Copland: Orchestral Works, Vol. 1 (Ballets) - Wilson
Chandos CHSA 5164
Classical - Orchestral
Copland: Suites from Billy the Kid & Appalachian Spring; Four Dance Episodes from Rodeo; Fanfare for the Common Man; El Salón México
BBC Philharmonic Orchestra
For this new series the conductor John Wilson, a BBC Proms favourite, for the first time joins the BBC Philharmonic on Chandos, in orchestral works by Aaron Copland. This first volume features the suites from the American composer’s most famous ballets.
Written in 1938, the hugely successful Billy the Kid is a fine illustration of the limpid orchestration and clarity that Copland achieved in works made famous thanks to their popular accessibility. Similarly, four years later, in Appalachian Spring, he created a lastingly influential American soundworld, firmly rooted in the diatonicism of simple folk melodies. A third ‘nationalist’ ballet, Rodeo, and Fanfare for the Common Man were composed in the same year, 1942, the latter being possibly the most instantly recognizable piece in the history of American orchestral music. The energetic dances and national melodies of El Salón Mexico reveals Copland’s other use of folk material, as a musical souvenir of foreign lands that had made an impression of him.
This album was recorded two months after a highly successful concert broadcast live on BBC Radio 3.
Recorded at the MediaCityUK, Salford; 30 June and 1 July 2015, 24/96
Executive producer: Ralph Couzens
Recording producers: Mike George and Brian Pidgeon
Sound engineer: Stephen Rinker
Assistant engineer: Owain Williams
Editors: Rosanna Fish and Jonathan Cooper
A & R administrator: Sue Shortridge
Review by Graham Williams - January 21, 2016
Hard on the heels of a recent Copland collection by Andrew Litton and the Colorado Symphony Copland: Billy the Kid, Rodeo, El Salón México - Litton comes another recommendable one from John Wilson and the BBC Philharmonic, the first volume of a projected series of Copland orchestral works for Chandos. The programmes offered by Litton and Wilson are similar but not identical – 'El Salón México' being the single work common to both discs.
The opening item on this SACD is Wilson's imposing account of the celebrated 'Fanfare for the Common Man' for brass and percussion. This was one of eighteen fanfares from various composers commissioned in 1942 by Eugene Goosens and the Cincinnati Symphony as, to quote Goosens, “...stirring and significant contributions to the war effort”. After the war Copland re-worked the piece and memorably incorporated it into the finale of his 3rd Symphony. Wilson's delivery of the Fanfare is more measured than many performances on disc, but by adhering to the composer's tempo marking 'very deliberate' the grandeur and nobility of the piece are allowed to emerge with striking effect. One can hardly fail to be impressed as the sounds of the incisive brass, bass drum and tam-tam strokes resonate thrillingly round the recording venue.
The remaining four works on the disc do bring them into direct competition with the definitive Bernstein recording Copland: Appalachian Spring, El Salon Mexico etc. - Bernstein which for many remain hors concours in spite of its age. Wilson, however, brings the flair and panache familiar from his many performances of music from the stage and screen to these ever popular American classics with equal success.

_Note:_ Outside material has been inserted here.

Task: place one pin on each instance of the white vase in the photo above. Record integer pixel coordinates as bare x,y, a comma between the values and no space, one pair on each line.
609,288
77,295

Thanks to his subtle use of rubato and the scintillating playing from individual members of the BBC Philharmonic, Wilson captures the humour of El Salón México to perfection, while every detail of Copland's brilliant orchestration is sharply etched in the fine Chandos recording. The same is true of the three ballet suites which surely match the best available on disc. Choose any fast section in these pieces and you will find terrific vitality and rhythmic buoyancy in the playing; the final Hoe-Down from 'Rodeo' being just one example. But Wilson is also capable of relaxed tenderness when required, as in the atmospheric Prairie Night section of the 'Billy the Kid' suite and similar episodes in much of 'Appalachian Spring'. By any standard this is an impressive achievement.
To the best of my knowledge, this is the first surround sound SACD (24-bit / 96 kHz) that the BBC Philharmonic have recorded in the orchestra's home at MediaCityUK, Salford, and for that reason alone it will be warmly welcomed by readers of HRAudio.net. As someone quite familiar with the clean and bright acoustic of this venue I can confirm that engineer Stephen Rinker has done a marvellous job in capturing just the right amount of ambience of the studio, something that considerably enhances one's enjoyment of these fine performances. It is to be hoped that future releases from this versatile orchestra will appear in multi-channel SACD rather than just stereo CD.
On both musical and sonic grounds, a warm recommendation is warranted for this release.